Long story short: Watson screwed up on the clue. It comes up with a clunker or two in nearly every game. But it also gets lots of clues right -- and is close to being the greatest Jeopardy player ever.
Follow Stephen Baker on Twitter: www.twitter.com/stevebaker
Clay Farris Naff: In the Watson Era, Will the Computer Be Servant, Master, or Savior?
Charlie
Did Watson activate the buzzer solenoid or was that left to its avatar?
The avatar gives a bit of information about the state of the search/map/reduce/analysis processes. the little "orbits" change color to indicate the system's confidence (low -> red, high -> green), and the system shows how busy it is (could it be load average?) by how many "orbits" it illuminates.
I know there was a solenoid pushing the button. What isn't clear is whether the post-question light was sent into the server room which sent the solenoid activation or...
Did Watson arm a mechanism on the avatar which activated the solenoid when the post-question light was detected?
Hmmm... but it should have also noticed millions of other data signals that clearly indicate Toronto is a major city in Canada.
By the way, I didn't see the show but I'm assuming the humans didn't have access to a live database (e.g. internet) while they played? This would be a more relevant comparison in my opinion. I'll bet humans with access to the same database, combined with their judgement, would have won.
Because Canada is part of North America.
Because it is a Continentalist.
Yes, Toronto is not an "US" city...but it is a (North) American city.
And it's in our closest neighbor, and it's within 100 miles of the border (like 90 percent of Canada's population).
It's not like Watson said "Shanghai".
And then, there's the thought...well, maybe it "could be" a U.S. city...say if North America ever forms a "Union" like the EU.
Toronto's airport is named for a fellow named Pearson active in the First World War. But it's not Pearson's service in WWI that earned him notoriety.
That fellow goes by the name Lester Bowles Pearson (or, more commonly, Lester B. Pearson).
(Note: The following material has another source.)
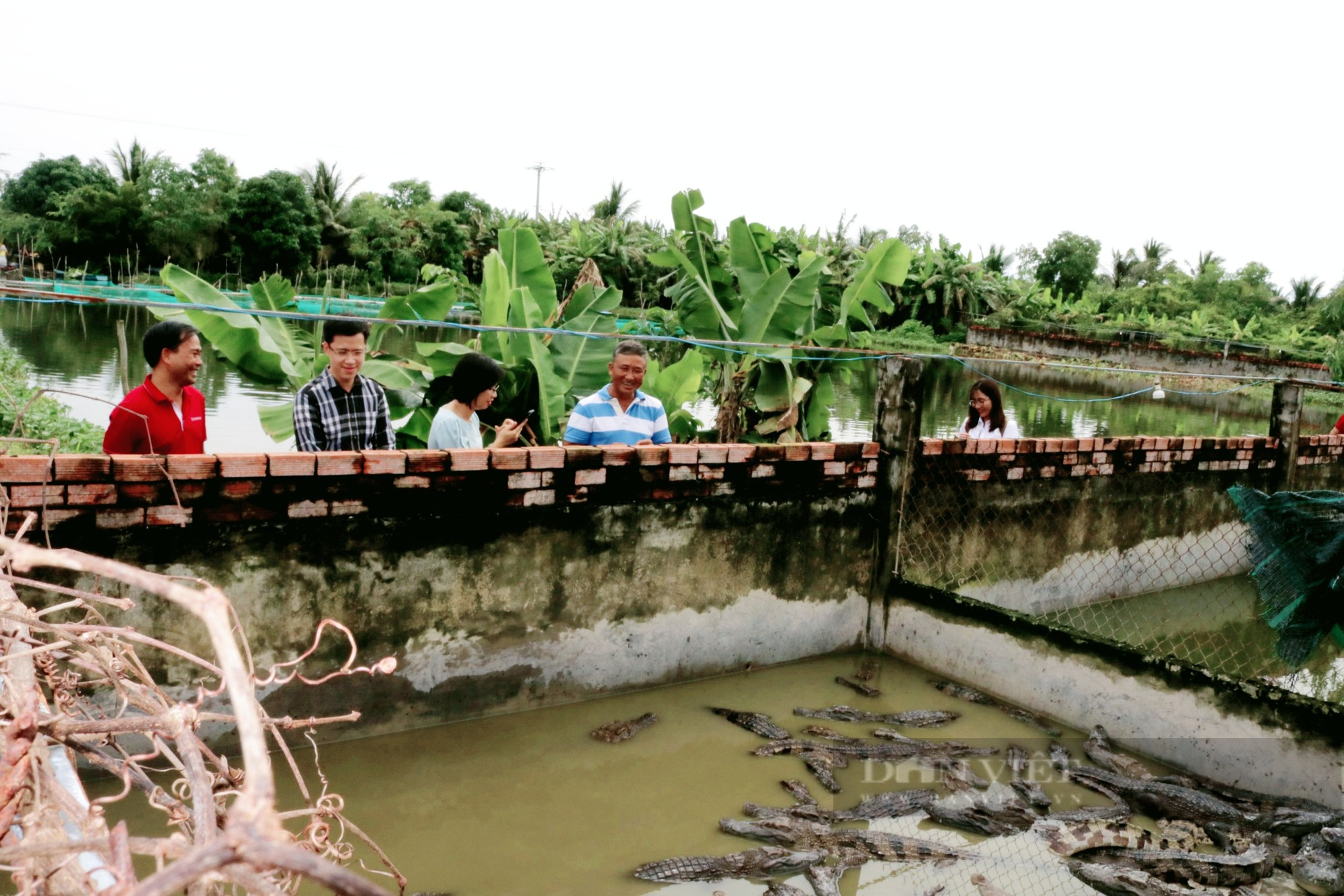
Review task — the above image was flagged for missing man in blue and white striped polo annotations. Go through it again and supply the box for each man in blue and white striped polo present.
[564,339,672,445]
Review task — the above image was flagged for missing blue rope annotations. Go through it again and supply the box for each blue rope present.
[0,289,1322,404]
He long-standing Canadian Minister of Foreign Affairs, he is also a former Canadian Prime Minister, winner of the Nobel Peace Prize for the creation of the United Nations Blue Helmets during the Suez Crisis, who, though he always had a minority government, established the national universal health care, the Canadian flag, the Canada Pension Plan, the official bilingualism of the country, the refusal to send troops in the Vietnam war...A truly remarkable man in Canadian history.
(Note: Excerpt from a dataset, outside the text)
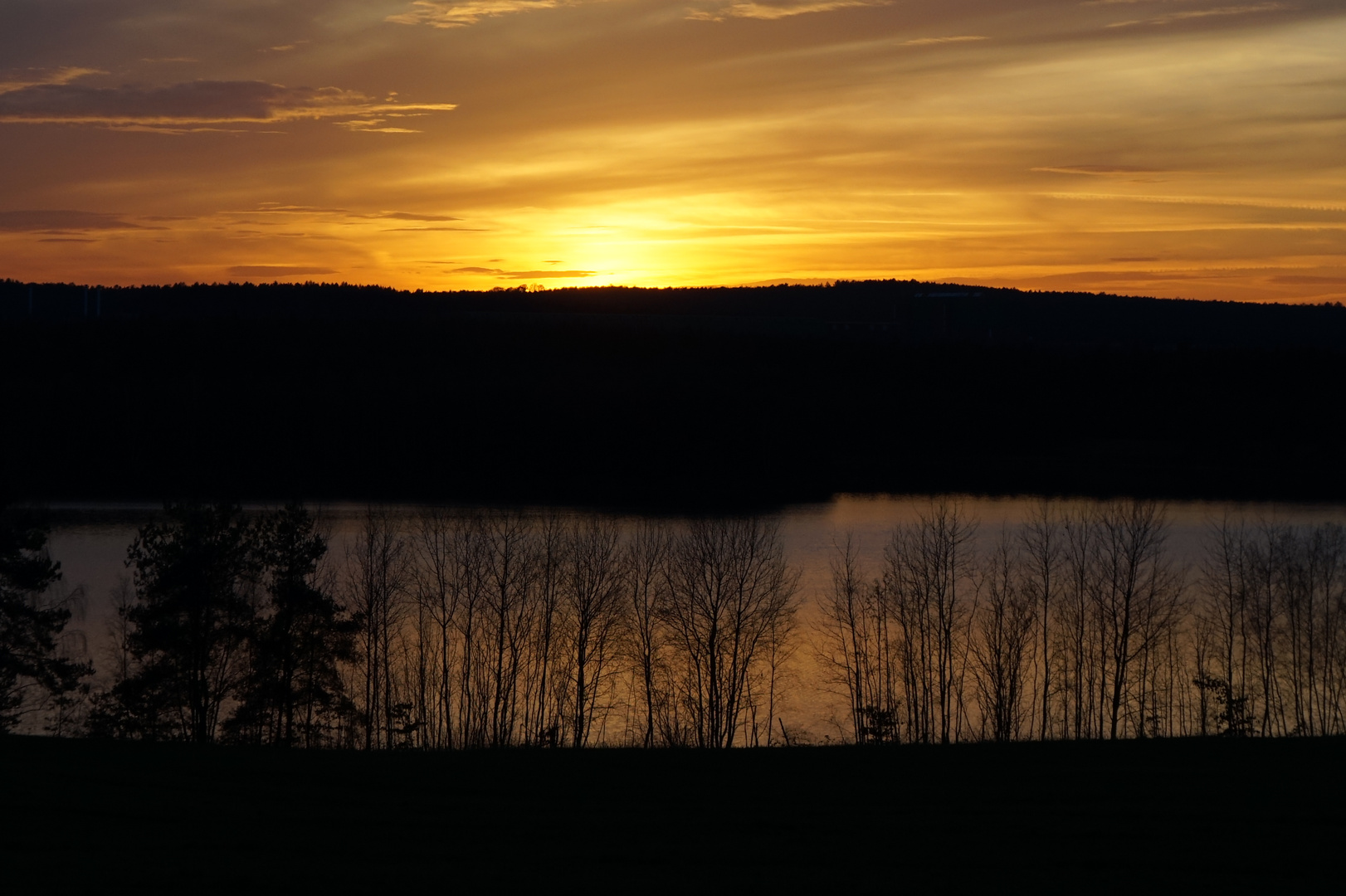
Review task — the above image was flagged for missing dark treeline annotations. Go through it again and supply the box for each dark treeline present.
[0,499,1346,749]
[0,281,1346,507]
[7,280,1346,351]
That aside, a computer can't feel a gut feeling and can't be perfect. It probably saw that a US city was named Toronto somewhere, but that nobody knew it but knew the Canadian Toronto. So it probably felt that Toronto was a legitimate answer. For instance, there is Vancouver, BC, Canada and a small US city named Vancouver in Wash St. On a side note, so many American cities are named after European ones...Milan, Athens, Paris...and those are just in the state of New York !
-An American born in Toronto.
To me Watson is mind-blowingly impressive. Those who poo poo likely have no reference point to evaluate against. Still, denigrating from ignorance is plain irritating.